Rivolgendoti in giro, Sembri lucida e bella Dentro un cielo di piume Iri novella, Che con arco pomposo occhiuto giro,
Fra macchie azzurre et argentati fiocchi, Al grand'occhio del Sol giri mill'occhi. Fra la plebe canora Di dipinto cimiero
Ornato il capo, insuperbisci altero, Perché audace nel ciel vorresti ancora, Come tiri di Giuno il carro adorno, Nel bel carro del Sol condurre il giorno.
Ambizioso prendi Con ingemmata mole La rota istessa ad emular del Sole, E 'n tanto orgoglio et arroganza ascendi,
E sì nel fasto e ne l'ardir ti gonfi, Che le glorie del Sol fai tuoi trionfi.

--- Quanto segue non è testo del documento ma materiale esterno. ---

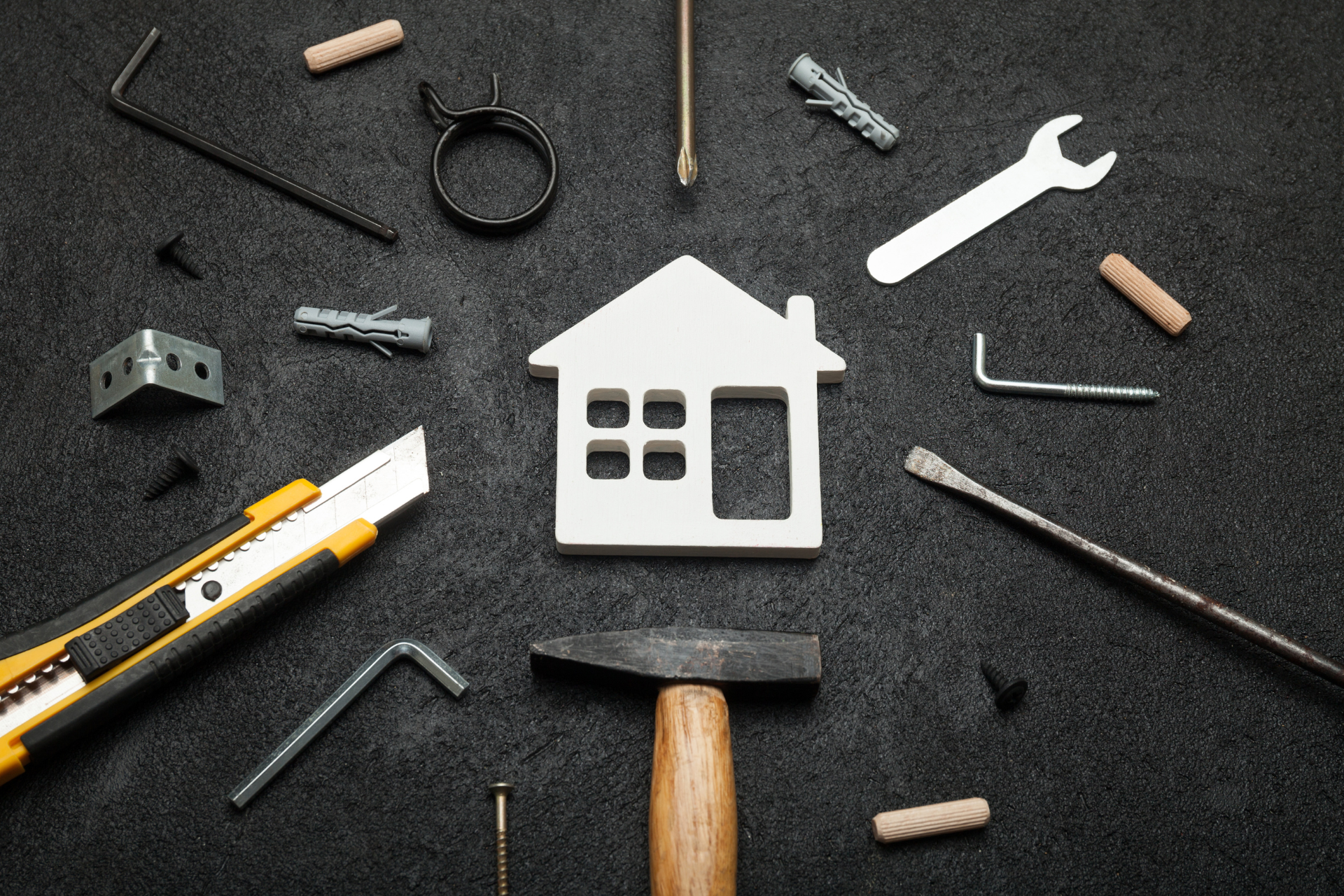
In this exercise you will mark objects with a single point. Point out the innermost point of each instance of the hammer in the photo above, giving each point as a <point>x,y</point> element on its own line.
<point>692,804</point>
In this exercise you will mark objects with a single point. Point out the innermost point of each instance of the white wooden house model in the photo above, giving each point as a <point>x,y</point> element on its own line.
<point>683,335</point>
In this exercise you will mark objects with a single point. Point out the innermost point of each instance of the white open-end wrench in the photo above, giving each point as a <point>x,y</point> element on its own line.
<point>1042,168</point>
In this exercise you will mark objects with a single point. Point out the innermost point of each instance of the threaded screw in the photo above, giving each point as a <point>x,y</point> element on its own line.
<point>1007,694</point>
<point>1112,393</point>
<point>179,465</point>
<point>174,250</point>
<point>502,790</point>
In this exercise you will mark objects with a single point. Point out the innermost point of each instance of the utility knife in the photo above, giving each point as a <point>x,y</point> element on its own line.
<point>78,669</point>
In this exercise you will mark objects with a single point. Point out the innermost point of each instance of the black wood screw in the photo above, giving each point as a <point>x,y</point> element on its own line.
<point>1007,694</point>
<point>174,250</point>
<point>179,465</point>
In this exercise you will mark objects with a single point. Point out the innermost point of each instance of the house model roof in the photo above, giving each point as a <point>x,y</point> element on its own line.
<point>686,316</point>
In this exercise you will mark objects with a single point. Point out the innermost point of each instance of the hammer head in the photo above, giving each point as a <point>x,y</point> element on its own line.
<point>738,662</point>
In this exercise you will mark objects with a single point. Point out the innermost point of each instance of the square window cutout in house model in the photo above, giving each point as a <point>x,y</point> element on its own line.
<point>685,335</point>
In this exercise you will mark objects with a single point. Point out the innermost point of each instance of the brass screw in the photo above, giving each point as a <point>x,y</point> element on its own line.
<point>502,790</point>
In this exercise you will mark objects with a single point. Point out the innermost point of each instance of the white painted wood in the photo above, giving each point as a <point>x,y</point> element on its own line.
<point>683,330</point>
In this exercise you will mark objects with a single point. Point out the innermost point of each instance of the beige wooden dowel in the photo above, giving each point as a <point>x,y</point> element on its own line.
<point>356,45</point>
<point>926,821</point>
<point>1142,292</point>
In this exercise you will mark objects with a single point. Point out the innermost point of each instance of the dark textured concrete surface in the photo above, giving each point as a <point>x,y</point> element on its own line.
<point>1152,754</point>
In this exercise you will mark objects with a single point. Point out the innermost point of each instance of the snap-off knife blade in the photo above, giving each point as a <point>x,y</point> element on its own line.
<point>71,672</point>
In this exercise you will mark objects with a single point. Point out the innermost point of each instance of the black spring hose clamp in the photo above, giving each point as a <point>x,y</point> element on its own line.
<point>454,125</point>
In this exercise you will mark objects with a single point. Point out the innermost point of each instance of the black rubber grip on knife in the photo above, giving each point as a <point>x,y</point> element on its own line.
<point>92,608</point>
<point>162,665</point>
<point>130,631</point>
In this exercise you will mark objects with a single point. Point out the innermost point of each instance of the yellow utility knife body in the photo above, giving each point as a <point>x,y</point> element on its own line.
<point>61,678</point>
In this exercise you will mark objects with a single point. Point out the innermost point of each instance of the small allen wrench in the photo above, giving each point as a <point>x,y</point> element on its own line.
<point>326,713</point>
<point>1054,390</point>
<point>118,99</point>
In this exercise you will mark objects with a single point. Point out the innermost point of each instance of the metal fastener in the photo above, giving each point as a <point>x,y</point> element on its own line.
<point>1007,694</point>
<point>174,250</point>
<point>502,790</point>
<point>179,465</point>
<point>1054,390</point>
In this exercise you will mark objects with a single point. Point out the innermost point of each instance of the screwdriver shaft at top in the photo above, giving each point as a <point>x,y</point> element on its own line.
<point>686,166</point>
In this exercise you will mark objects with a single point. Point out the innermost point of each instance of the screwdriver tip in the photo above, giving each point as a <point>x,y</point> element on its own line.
<point>686,168</point>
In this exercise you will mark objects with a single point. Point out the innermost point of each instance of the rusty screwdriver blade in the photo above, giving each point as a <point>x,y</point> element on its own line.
<point>686,167</point>
<point>929,466</point>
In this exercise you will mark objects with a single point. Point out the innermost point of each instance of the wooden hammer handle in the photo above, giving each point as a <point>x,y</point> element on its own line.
<point>1149,298</point>
<point>692,805</point>
<point>356,45</point>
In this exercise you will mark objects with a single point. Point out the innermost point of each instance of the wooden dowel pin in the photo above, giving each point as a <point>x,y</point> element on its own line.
<point>926,821</point>
<point>1149,298</point>
<point>356,45</point>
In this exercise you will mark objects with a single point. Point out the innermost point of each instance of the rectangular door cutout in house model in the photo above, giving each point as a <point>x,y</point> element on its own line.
<point>671,403</point>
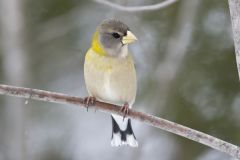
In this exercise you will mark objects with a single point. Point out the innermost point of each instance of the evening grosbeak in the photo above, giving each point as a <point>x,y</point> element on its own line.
<point>110,75</point>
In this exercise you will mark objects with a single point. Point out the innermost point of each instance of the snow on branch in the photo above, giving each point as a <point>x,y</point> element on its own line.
<point>157,6</point>
<point>151,120</point>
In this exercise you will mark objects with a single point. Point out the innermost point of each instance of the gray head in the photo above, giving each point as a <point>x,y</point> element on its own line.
<point>114,37</point>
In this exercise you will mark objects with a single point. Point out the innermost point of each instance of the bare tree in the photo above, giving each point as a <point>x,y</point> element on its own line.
<point>151,120</point>
<point>11,17</point>
<point>234,6</point>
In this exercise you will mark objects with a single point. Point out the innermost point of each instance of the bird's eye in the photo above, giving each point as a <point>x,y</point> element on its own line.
<point>115,35</point>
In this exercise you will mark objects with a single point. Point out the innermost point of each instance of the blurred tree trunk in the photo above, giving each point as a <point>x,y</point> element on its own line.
<point>177,47</point>
<point>234,6</point>
<point>14,68</point>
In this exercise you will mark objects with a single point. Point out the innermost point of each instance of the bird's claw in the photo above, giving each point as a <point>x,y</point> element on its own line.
<point>125,110</point>
<point>89,101</point>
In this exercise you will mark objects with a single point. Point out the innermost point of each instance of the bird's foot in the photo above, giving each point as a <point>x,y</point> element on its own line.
<point>89,101</point>
<point>125,110</point>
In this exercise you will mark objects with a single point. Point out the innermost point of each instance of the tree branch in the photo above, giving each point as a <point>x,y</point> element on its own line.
<point>157,6</point>
<point>166,125</point>
<point>234,6</point>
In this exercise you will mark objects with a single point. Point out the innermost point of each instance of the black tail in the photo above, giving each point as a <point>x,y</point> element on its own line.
<point>123,137</point>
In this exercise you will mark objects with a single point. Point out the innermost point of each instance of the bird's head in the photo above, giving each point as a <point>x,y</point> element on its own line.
<point>112,38</point>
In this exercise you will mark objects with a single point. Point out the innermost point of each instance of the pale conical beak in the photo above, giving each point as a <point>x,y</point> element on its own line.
<point>129,38</point>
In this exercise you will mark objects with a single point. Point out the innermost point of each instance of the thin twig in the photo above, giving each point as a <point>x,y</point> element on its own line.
<point>154,7</point>
<point>234,6</point>
<point>166,125</point>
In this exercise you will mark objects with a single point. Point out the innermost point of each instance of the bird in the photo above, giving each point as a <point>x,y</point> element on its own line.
<point>110,75</point>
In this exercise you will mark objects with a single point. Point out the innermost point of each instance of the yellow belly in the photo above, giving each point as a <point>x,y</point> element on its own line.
<point>110,79</point>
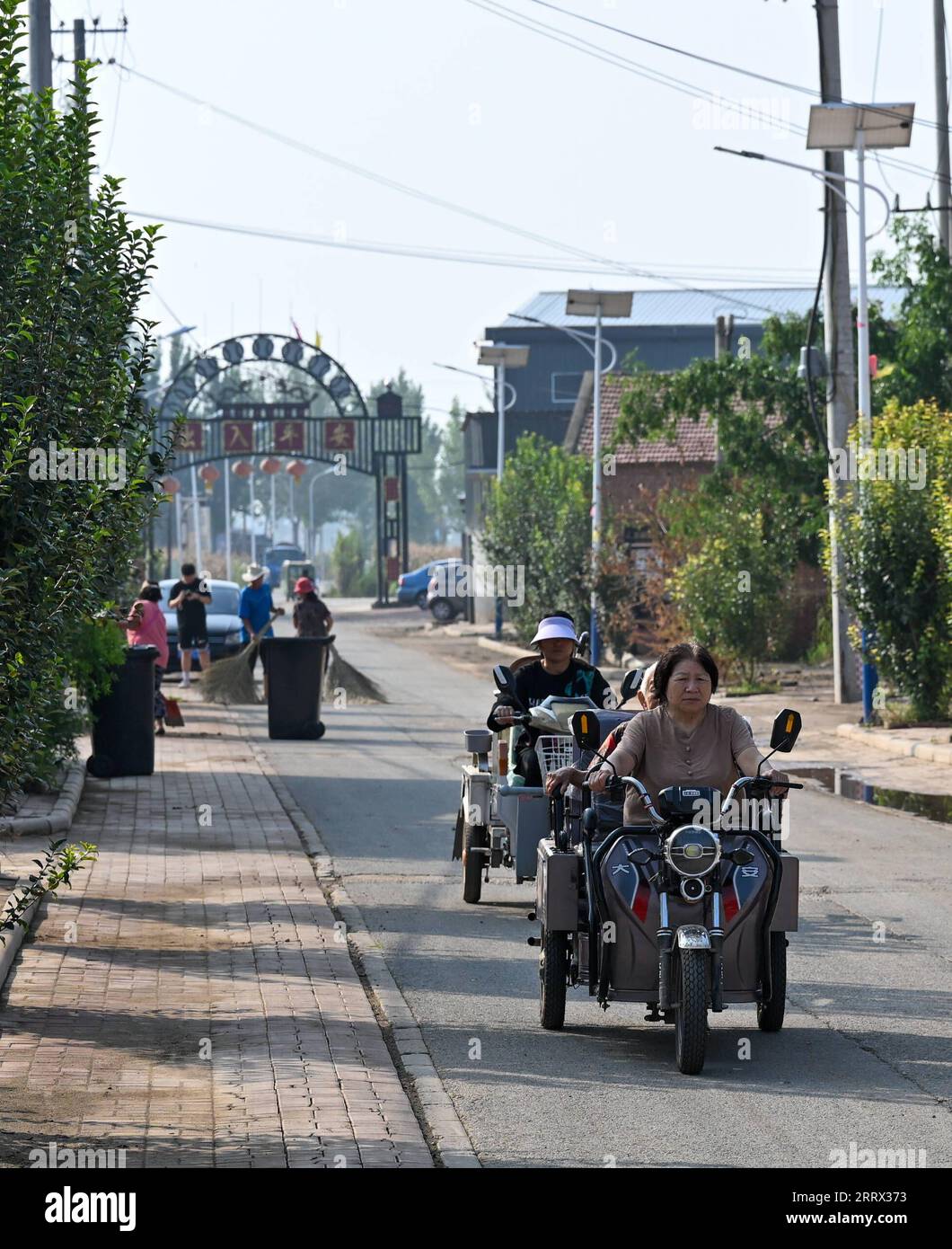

Prezioso monile, Come re degli alati,
Nel collo porti di gioielli aurati, E ne la pompa e ne l'andar simile A gran Sir maestoso, aggiri tardo Superbo il passo et orgoglioso il guardo.
Colorito di fiori, Ricamato di stelle, Discopri a noi le tue fattezze belle, E con mille gemmette aurei lavori,
Sembri un ciel pargoletto, e sei tu appresso Il proprio Atlante del tuo cielo istesso. Sei di pura colomba Lusinghevole amico,
E di lubrica serpe aspro nemico; Pur la stridula voce usi per tromba Allor ch'irato e minaccioso in terra Al feroce dragon movi tu guerra.
Ma se l'occhio hai rivolto Ne la terra ove passi, La ruota rompi e la superbia abbassi; E L'UOMO no, ch'ambizioso e stolto,
Sa ch'è un pugno di fango, opra mortale, E del tumido ardir non bassa l'ale.